First, there’s the courage to write about a piece that defies the local canon. Yes, this is fun, whimsical fiction, in much the same way that authors like Douglas Adams or Terry Pratchett might make us laugh. And perhaps what’s lacking in Philippine literature are funny stories. We’ve had our fair share of comedic nonfiction but when it comes to short stories–or at least well-written ones that goes beyond the slapstick variety–they’re quite uncommon. There’s also the absence of Filipino characters or a Filipino setting but isn’t their inclusion a bit too straight-forward and blunt? That’s like saying Americans can never write a story about someone else’s culture or why women can’t write stories from the perspective of men. In fact, Loenen-Ruiz’s narrative is so convincing that I don’t think readers stop to question and ponder whether the author really experienced all of these things. This is fantasy, people, but a well-written one that sucks you in and doesn’t cause you to pause and question its believability.

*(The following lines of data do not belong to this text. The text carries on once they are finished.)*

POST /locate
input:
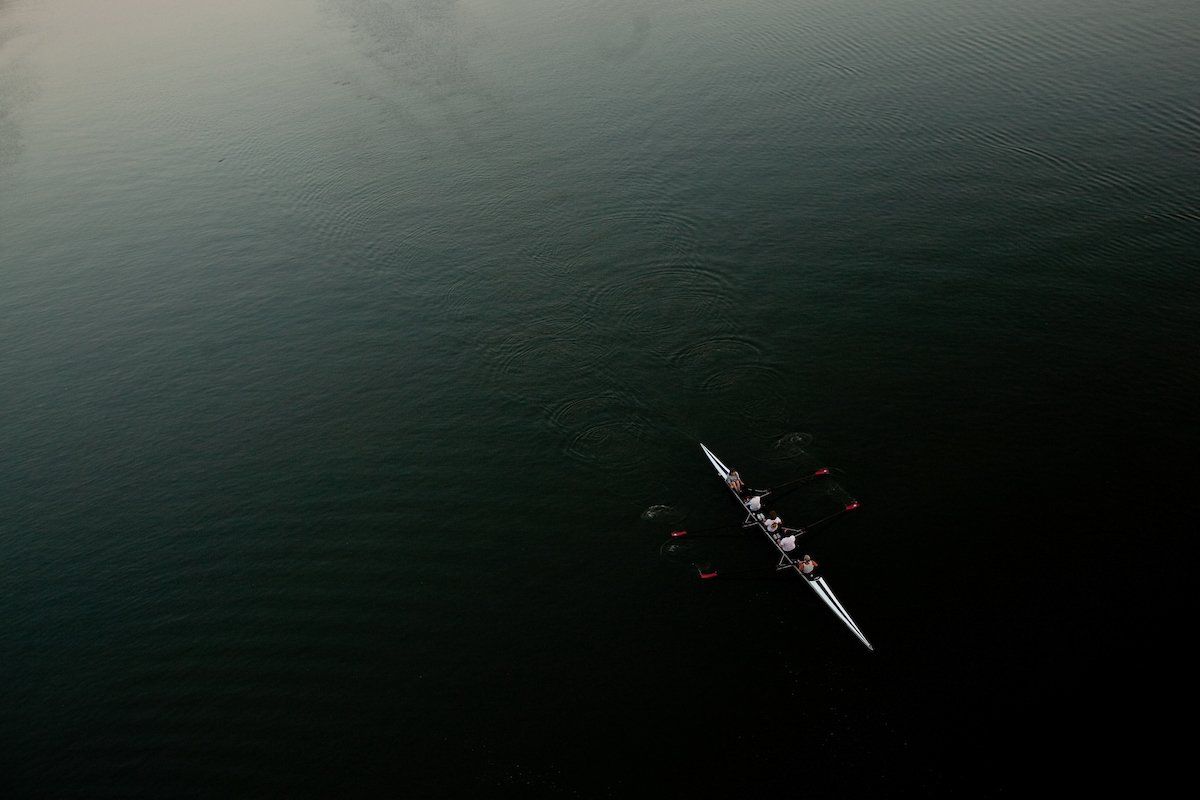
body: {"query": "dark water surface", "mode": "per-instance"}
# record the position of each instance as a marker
(349, 348)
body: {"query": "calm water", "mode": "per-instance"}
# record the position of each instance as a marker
(354, 356)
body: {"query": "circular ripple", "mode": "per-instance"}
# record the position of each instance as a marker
(661, 294)
(606, 431)
(659, 512)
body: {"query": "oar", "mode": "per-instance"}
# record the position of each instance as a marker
(850, 506)
(795, 483)
(677, 534)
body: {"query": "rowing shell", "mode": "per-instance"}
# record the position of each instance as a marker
(817, 583)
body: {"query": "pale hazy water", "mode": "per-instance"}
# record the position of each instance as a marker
(346, 346)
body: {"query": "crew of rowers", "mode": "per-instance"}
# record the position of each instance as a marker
(771, 521)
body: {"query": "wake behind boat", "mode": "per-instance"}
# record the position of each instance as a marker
(786, 560)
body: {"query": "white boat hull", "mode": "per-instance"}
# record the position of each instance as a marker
(817, 584)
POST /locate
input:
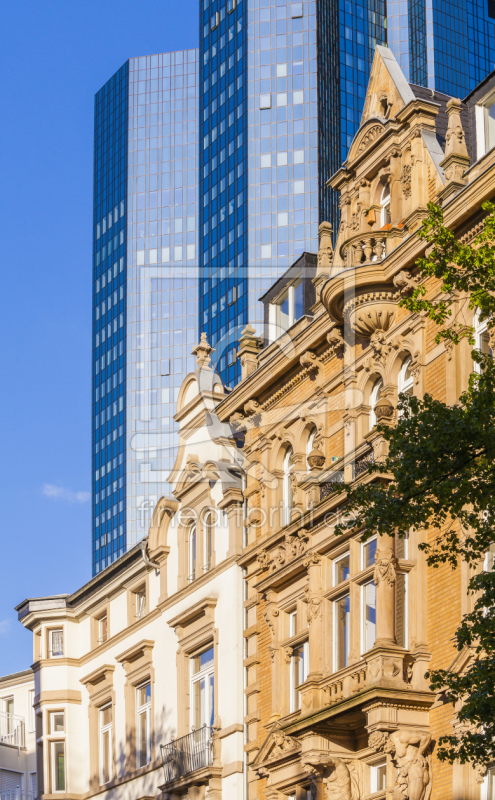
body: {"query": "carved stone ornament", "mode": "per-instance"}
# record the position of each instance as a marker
(404, 281)
(203, 351)
(283, 743)
(385, 566)
(384, 410)
(405, 180)
(409, 751)
(310, 362)
(369, 311)
(316, 459)
(336, 341)
(293, 546)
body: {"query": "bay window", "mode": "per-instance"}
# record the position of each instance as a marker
(202, 688)
(143, 708)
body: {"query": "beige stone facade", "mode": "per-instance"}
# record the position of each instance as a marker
(245, 650)
(340, 633)
(17, 737)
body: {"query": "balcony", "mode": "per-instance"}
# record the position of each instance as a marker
(11, 730)
(187, 754)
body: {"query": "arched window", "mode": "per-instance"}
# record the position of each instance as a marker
(385, 215)
(374, 398)
(310, 445)
(287, 498)
(208, 541)
(406, 380)
(192, 546)
(481, 338)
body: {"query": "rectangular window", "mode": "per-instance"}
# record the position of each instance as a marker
(102, 629)
(368, 553)
(143, 706)
(342, 609)
(202, 689)
(341, 569)
(57, 722)
(369, 616)
(401, 615)
(31, 713)
(106, 730)
(140, 602)
(298, 673)
(378, 777)
(58, 766)
(56, 643)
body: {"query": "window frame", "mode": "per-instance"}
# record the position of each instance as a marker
(51, 633)
(287, 493)
(102, 729)
(374, 398)
(208, 674)
(53, 771)
(143, 710)
(302, 668)
(347, 637)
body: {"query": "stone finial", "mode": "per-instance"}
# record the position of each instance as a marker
(325, 249)
(456, 159)
(249, 348)
(455, 140)
(203, 351)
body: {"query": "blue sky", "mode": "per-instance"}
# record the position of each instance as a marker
(55, 55)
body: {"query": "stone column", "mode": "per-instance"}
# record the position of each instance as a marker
(385, 577)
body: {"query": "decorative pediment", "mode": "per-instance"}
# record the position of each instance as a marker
(277, 746)
(365, 138)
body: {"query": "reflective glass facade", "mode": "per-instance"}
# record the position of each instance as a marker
(282, 86)
(144, 288)
(447, 45)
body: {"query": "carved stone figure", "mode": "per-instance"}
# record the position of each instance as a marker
(408, 750)
(385, 566)
(343, 781)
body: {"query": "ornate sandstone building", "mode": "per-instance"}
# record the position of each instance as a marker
(340, 633)
(139, 687)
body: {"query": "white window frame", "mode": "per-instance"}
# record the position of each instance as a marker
(374, 538)
(53, 743)
(405, 385)
(192, 552)
(347, 640)
(205, 674)
(374, 776)
(484, 786)
(208, 528)
(406, 609)
(143, 710)
(303, 668)
(31, 711)
(287, 494)
(364, 647)
(310, 446)
(374, 397)
(334, 567)
(102, 729)
(384, 202)
(479, 329)
(139, 603)
(51, 633)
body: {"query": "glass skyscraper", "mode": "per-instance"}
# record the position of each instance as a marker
(145, 281)
(210, 181)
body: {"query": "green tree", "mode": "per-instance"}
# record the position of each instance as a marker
(440, 475)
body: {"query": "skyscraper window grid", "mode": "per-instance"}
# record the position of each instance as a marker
(222, 181)
(160, 287)
(109, 273)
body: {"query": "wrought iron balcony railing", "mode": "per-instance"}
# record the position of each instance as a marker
(11, 729)
(187, 754)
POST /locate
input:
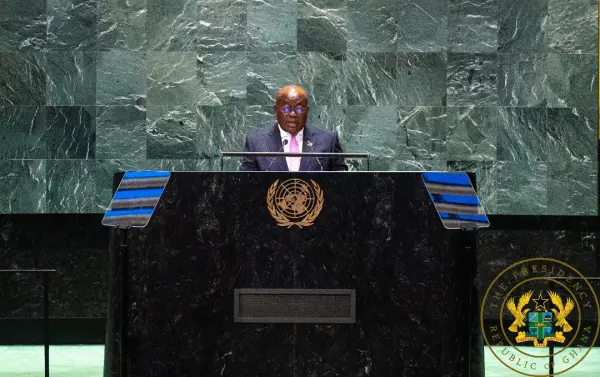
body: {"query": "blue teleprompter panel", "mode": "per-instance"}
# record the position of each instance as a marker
(136, 198)
(455, 200)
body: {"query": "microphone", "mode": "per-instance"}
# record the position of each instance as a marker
(309, 144)
(284, 143)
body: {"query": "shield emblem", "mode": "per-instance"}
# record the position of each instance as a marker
(540, 324)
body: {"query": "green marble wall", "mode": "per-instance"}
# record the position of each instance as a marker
(506, 88)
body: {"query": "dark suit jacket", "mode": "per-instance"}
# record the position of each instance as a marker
(315, 140)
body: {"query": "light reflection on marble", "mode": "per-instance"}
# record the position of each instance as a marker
(507, 83)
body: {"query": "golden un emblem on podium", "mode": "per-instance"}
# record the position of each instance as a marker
(295, 202)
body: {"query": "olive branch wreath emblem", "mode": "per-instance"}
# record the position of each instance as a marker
(283, 220)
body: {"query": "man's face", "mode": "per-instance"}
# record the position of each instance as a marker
(291, 109)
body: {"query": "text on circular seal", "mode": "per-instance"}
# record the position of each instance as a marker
(538, 310)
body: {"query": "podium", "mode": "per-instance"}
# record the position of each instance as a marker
(362, 280)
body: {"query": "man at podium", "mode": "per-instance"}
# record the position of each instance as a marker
(291, 134)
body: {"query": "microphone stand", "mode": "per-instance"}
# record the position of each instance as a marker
(283, 144)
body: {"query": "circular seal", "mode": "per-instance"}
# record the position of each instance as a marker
(539, 317)
(294, 202)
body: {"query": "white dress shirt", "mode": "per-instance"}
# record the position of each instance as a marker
(286, 147)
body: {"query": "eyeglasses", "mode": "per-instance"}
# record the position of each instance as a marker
(298, 109)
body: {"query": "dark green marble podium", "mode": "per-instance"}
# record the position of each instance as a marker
(377, 234)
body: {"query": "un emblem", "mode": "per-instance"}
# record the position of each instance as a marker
(295, 202)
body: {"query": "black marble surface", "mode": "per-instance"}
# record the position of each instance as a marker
(212, 233)
(75, 245)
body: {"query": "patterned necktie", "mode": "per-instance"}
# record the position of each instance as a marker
(294, 162)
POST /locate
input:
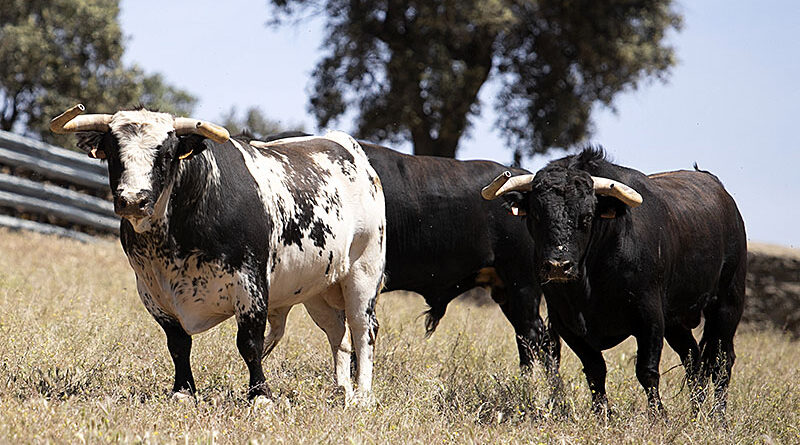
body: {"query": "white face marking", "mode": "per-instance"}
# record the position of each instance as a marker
(139, 134)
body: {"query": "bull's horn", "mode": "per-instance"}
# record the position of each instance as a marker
(490, 191)
(185, 125)
(70, 122)
(609, 187)
(505, 183)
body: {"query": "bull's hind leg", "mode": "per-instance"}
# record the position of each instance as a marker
(250, 300)
(332, 322)
(277, 325)
(250, 341)
(360, 290)
(722, 318)
(682, 341)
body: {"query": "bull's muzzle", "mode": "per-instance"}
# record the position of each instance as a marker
(559, 270)
(138, 205)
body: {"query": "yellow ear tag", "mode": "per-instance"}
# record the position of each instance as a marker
(611, 213)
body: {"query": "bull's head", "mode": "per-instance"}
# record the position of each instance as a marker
(560, 206)
(143, 149)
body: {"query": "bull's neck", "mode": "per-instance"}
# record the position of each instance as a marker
(195, 188)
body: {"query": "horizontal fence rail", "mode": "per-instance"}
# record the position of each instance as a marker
(53, 202)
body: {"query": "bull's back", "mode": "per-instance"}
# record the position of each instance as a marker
(326, 201)
(703, 233)
(438, 226)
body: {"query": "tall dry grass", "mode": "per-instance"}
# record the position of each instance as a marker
(82, 361)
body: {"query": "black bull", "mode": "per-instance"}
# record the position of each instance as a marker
(443, 240)
(610, 271)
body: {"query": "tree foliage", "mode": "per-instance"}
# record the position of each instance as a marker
(254, 122)
(412, 69)
(55, 53)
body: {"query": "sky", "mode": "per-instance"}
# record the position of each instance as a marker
(730, 104)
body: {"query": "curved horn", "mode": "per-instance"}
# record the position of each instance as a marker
(506, 184)
(185, 125)
(490, 191)
(70, 122)
(609, 187)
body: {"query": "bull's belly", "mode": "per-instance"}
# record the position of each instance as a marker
(199, 297)
(299, 274)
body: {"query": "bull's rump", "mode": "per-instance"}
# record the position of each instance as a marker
(701, 238)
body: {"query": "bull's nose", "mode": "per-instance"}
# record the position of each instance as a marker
(555, 269)
(133, 205)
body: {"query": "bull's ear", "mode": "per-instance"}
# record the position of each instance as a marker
(610, 208)
(515, 203)
(190, 146)
(90, 143)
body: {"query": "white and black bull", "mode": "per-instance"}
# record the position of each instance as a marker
(214, 227)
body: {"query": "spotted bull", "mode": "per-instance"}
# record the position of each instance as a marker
(443, 240)
(215, 227)
(620, 253)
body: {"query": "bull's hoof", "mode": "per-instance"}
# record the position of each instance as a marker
(263, 403)
(183, 397)
(361, 400)
(259, 390)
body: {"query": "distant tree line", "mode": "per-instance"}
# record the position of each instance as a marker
(413, 69)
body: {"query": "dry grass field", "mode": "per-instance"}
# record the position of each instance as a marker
(82, 362)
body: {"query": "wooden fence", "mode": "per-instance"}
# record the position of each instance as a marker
(21, 195)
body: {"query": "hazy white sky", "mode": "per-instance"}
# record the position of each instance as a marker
(730, 105)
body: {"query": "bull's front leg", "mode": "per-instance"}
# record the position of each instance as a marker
(179, 344)
(250, 341)
(594, 367)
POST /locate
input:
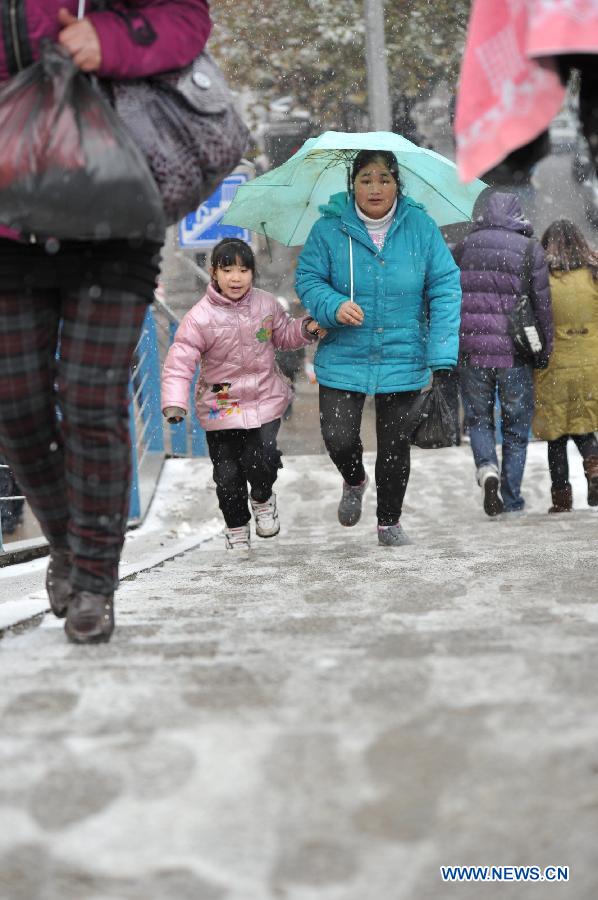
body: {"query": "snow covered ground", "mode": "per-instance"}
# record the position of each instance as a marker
(327, 720)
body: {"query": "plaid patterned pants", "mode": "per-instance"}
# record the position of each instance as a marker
(64, 422)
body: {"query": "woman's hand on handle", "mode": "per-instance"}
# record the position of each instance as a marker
(80, 39)
(349, 313)
(174, 414)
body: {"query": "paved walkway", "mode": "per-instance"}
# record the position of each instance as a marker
(328, 720)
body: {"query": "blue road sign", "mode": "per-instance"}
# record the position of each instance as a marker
(202, 230)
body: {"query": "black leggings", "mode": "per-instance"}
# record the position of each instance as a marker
(340, 421)
(242, 455)
(557, 455)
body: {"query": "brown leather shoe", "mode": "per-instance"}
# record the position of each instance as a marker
(90, 618)
(57, 581)
(562, 499)
(590, 467)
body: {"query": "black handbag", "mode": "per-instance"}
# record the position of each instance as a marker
(184, 122)
(68, 167)
(524, 330)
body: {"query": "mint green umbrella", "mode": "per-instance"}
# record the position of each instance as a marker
(284, 203)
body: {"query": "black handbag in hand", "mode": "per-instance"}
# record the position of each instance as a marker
(524, 330)
(184, 122)
(436, 424)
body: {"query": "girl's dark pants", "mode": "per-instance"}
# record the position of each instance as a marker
(340, 420)
(64, 422)
(242, 455)
(557, 455)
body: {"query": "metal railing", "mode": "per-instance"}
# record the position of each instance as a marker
(152, 438)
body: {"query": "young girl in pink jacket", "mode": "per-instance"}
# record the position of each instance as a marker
(240, 396)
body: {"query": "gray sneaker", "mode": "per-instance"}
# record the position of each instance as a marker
(349, 509)
(392, 536)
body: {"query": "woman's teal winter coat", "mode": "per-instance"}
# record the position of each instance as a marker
(409, 291)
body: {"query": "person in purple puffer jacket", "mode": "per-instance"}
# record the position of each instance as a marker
(89, 298)
(491, 260)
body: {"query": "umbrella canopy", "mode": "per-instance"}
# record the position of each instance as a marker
(284, 203)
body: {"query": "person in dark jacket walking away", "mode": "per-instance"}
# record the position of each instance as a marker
(90, 299)
(491, 260)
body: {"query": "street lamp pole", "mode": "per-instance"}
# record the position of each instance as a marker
(378, 91)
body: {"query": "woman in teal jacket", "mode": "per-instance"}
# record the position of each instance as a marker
(376, 273)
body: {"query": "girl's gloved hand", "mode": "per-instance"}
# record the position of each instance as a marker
(174, 414)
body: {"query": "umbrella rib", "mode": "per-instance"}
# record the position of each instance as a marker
(296, 228)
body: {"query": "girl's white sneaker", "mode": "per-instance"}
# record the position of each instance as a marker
(238, 539)
(266, 517)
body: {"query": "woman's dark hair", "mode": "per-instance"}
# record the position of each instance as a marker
(567, 249)
(229, 250)
(364, 157)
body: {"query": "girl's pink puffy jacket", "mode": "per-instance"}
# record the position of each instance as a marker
(181, 27)
(233, 342)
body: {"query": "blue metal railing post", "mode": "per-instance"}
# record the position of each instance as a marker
(149, 402)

Second, there’s the technical aspects of the story. The prose appears deceptively simple but this is actually a writing style that’s difficult to pull off. There’s the succinctness and clarity of the language that makes it accessible without padding the text. Then there’s the format, a series of news clipping and email exchanges, that deviates from the common mode of storytelling in addition to being very modern. This could have been a story narrated through snail-mail correspondence but Loenen-Ruiz makes the most out of the technology, such as the concept of mailing lists. Keen readers will even spot some meta-textual reference such as the mention of of fabulists. But what really stands out is how much is implied through the correspondence rather than the writer telling readers directly what occurs. While we’re on the subject of “elephants”, there’s an aspect of Ernest Hemingway’s “Hills Like White Elephants” that can be found in the narrative, at least in terms of the dialogue.
What Loenen-Ruiz brings to the table of Philippine speculative fiction is variety. Whereas some writers cling to what they’re familiar with or consider serious literary pieces, “Teaching a Pink Elephant to Ski” is a story that’s not immediately Filipino yet is nonetheless written by a Filipino author. It dares to be different, both in atmosphere and agenda. This isn’t fiction that’s attempting to change the world, but rather a lighthearted story that evokes pleasure and a sense of wonder. And honestly, is that such a bad thing?